Что-то важное означала эта встреча с бородатой женщиной в жизни моего собеседника, неспроста повторял он, а дак она, офицер, и погоны таки, капитански, дослужилась, значит…
Была особая прелесть в моём капитане – не нужен был ему мой отклик, а дак нужна лишь улыбка да согласное кивание.
Прелестен был также его странный, не похожий ни на что говор. И я записывал эти рассказы и этот говор, потому что важнее этого ничего тогда для меня не было.
Ещё капитан говорил, что мы везём Секретный Вентиль.
– А допуск в погранзону-то у тебя есть? – спрашивал меня капитан.
– Не-е-ет… – жалобно отвечал я.
– Не беда. Ты будешь числиться у нас судовым оборудованием.

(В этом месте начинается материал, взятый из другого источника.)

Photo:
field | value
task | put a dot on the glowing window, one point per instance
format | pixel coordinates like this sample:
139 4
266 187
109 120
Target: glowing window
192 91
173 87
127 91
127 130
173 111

Впрочем, чаще всего капитан был хмур. На рассвете ему нужно было выгрузить наш оборонный Вентиль. Малое судно, квохча, как курица, стало рыскать вдоль берега, выискивая зерно-пристань.
С берега просигналили, и капитан облегчённо вздохнул. Мы подошли как положено и сделали выброску.
На секретном причале томился солдат восточной национальности. Одет он был в мокрую шинель с чёрными погонами. Погоны светились большой буквой «Ф».
– Што, салага, стоишь! – невопросительно крикнул ему механик и ловко спрыгнул на причал.
Оказалось, однако, что причал – только видимость, поскольку механик по колено ушёл в серую глиняную жижу. Ругаясь, он полез обратно. Завыла лебёдка, схватив клювом ящик с Секретным Вентилем, поднатужилась, но всё же не удержала его. Ящик гулко хлопнул о кузов подогнанного к катеру грузовика. Стенка зелёного ящика отскочила, обнажив нежный лак спального гарнитура.
Капитан мой сплюнул, а я пошёл вниз, чтобы не слышать набухающий в горлах крик.
Малое судно вползло в Беломоро-Балтийский канал, раздвигая его узкие берега, большой рыбиной плескаясь в шлюзах.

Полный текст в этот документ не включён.